A Safer Georgia
Protecting the citizens of Georgia has always been a top priority for Governor Perdue. Immediately upon entering office he put Georgia in the forefront of tackling one of the biggest problems facing our state, the rise of methamphetamine use. In 2003, Governor Perdue signed legislation taking a stand against methamphetamine use and production by making it a felony to possess any materials necessary with the intent to produce methamphetamines. To enforce the strides against methamphetamine use and production, Governor Perdue, in 2005 and 2006, created and expanded the GBI Meth Force which comprises of 30 agents that provide training and support to local law enforcement in clandestine methamphetamine responses as well as established the metro-Atlanta initiative High Intensity Drug Trafficking Area (HIDTA) to combat the methamphetamine importation and distribution networks within the Atlanta area.
Governor Perdue also makes protecting our state’s children a top priority and in 2004 he unveiled his Child Protection Package. This package gave stronger punishments for methamphetamine production in the presence of a child, made it a felony offense for criminally negligent behavior towards children, and enhanced the effectiveness of Georgia’s Levi’s Call. Levi’s Call is a voluntary collaborative effort between local law enforcement, emergency management, and the media to activate an urgent bulletin in child abduction cases. The Governor’s enhancement exempted the media from liability for the broadcast of information in a Levi’s Call, ensuring that every effort has been made for the prompt and safe return of any abducted child.
With creating tougher penalties on offenders Governor Perdue also ensures Georgians that dangerous criminals will be locked up and recommended $45 million to add more than 4,300 beds to the State’s prison system and reduce the jail backlog on our counties.
Protecting Victims of Crime
Aside from being tough on crime, Governor Perdue also made strides in protecting Georgia’s victims of crime. Two significant pieces of legislation in 2005 reformed Georgia’s criminal justice system and provided fairness and justice for victims of crime – the Criminal Justice Act and Crime Victims Restitution Act.

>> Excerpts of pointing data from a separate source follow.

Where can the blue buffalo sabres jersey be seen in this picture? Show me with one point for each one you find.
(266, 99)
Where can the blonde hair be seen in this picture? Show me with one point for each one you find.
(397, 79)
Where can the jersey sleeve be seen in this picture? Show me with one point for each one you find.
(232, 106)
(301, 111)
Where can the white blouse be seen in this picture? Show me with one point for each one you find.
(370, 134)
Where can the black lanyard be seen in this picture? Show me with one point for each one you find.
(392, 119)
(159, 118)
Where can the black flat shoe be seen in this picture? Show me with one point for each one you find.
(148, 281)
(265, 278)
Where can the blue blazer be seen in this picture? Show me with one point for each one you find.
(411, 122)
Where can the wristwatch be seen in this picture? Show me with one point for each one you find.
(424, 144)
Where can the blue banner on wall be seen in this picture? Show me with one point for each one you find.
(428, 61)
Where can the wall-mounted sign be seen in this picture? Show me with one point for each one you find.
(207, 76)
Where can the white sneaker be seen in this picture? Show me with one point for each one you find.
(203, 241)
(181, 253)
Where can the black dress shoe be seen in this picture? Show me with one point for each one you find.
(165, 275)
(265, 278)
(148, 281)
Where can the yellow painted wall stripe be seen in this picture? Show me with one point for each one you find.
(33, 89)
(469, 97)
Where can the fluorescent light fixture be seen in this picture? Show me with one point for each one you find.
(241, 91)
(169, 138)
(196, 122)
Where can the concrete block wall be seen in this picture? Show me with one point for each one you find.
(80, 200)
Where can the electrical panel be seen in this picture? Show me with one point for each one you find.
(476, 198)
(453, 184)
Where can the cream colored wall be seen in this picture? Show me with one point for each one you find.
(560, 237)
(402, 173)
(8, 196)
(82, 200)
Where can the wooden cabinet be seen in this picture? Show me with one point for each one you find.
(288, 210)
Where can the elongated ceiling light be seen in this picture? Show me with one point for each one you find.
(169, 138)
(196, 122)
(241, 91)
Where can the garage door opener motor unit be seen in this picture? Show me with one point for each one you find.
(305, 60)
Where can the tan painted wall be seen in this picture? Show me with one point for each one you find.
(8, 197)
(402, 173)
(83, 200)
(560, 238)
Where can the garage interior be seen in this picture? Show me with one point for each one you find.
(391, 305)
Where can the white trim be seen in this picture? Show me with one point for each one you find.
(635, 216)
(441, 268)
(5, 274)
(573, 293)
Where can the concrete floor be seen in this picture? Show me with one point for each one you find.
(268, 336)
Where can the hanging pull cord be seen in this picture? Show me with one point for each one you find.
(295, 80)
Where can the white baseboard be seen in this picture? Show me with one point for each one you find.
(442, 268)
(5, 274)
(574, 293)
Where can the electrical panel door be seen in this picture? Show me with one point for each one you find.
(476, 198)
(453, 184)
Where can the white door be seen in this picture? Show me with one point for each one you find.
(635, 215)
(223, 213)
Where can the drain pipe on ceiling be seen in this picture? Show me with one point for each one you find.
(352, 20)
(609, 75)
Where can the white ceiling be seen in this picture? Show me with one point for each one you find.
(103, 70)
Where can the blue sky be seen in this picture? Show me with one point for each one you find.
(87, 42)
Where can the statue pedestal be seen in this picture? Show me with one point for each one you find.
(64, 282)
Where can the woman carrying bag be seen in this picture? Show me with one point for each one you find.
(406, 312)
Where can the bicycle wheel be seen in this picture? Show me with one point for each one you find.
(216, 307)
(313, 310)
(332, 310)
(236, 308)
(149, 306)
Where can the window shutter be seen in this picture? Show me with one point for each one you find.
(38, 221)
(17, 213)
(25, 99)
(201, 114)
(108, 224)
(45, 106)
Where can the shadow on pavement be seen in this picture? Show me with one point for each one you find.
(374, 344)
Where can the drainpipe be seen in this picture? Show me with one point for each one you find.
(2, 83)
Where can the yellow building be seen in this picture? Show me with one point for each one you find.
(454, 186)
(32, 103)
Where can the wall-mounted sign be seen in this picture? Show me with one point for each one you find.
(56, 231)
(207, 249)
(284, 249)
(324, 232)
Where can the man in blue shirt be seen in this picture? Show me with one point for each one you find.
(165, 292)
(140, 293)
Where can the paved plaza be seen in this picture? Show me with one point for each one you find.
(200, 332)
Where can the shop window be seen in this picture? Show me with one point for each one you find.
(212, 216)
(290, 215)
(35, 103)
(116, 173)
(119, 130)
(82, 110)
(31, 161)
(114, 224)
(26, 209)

The Criminal Justice Act revised provisions in Georgia’s criminal law that compromised the integrity of the judicial process and the rights of crime victims. The Crime Victims Restitution Act revised Georgia’s restitution laws to recognize that victim’s rights are a top priority and significantly reduced the impediments in the awarding and collecting restitution process.
In working towards making Georgia’s roads and highways safer Governor Perdue introduced legislation to help reduce traumatic automobile accidents and provide additional funds for trauma care in the state. This “Super Speeder” legislation will increase fines and penalties for speeders in Georgia. All the money generated from these fines, as much as $25 million a year, would go to the state’s general treasury with the intent that the money be used to fund a trauma care system for the state.
Governor Perdue also better ensured the safety of Georgia’s drivers by creating the motorcycle unit within the Georgia State Patrol. The unit’s purpose is to patrol speeding in the Atlanta metro-area as well as be a part of the first responders team when accidents occur within the perimeter.
Governor Perdue made protecting the security of our state a top priority in cracking down on the use of fraudulent documents to obtain state identification. The Governor’s initiative, Georgia SecureID, is a multi-agency effort to combat the use of fraudulent documents to obtain state identification cards and driver’s licenses. With this initiative, Georgia Department of Driver’s Services investigators will be placed in the 10 highest-need DDS Customer Service Centers throughout the state to crack down identity fraud.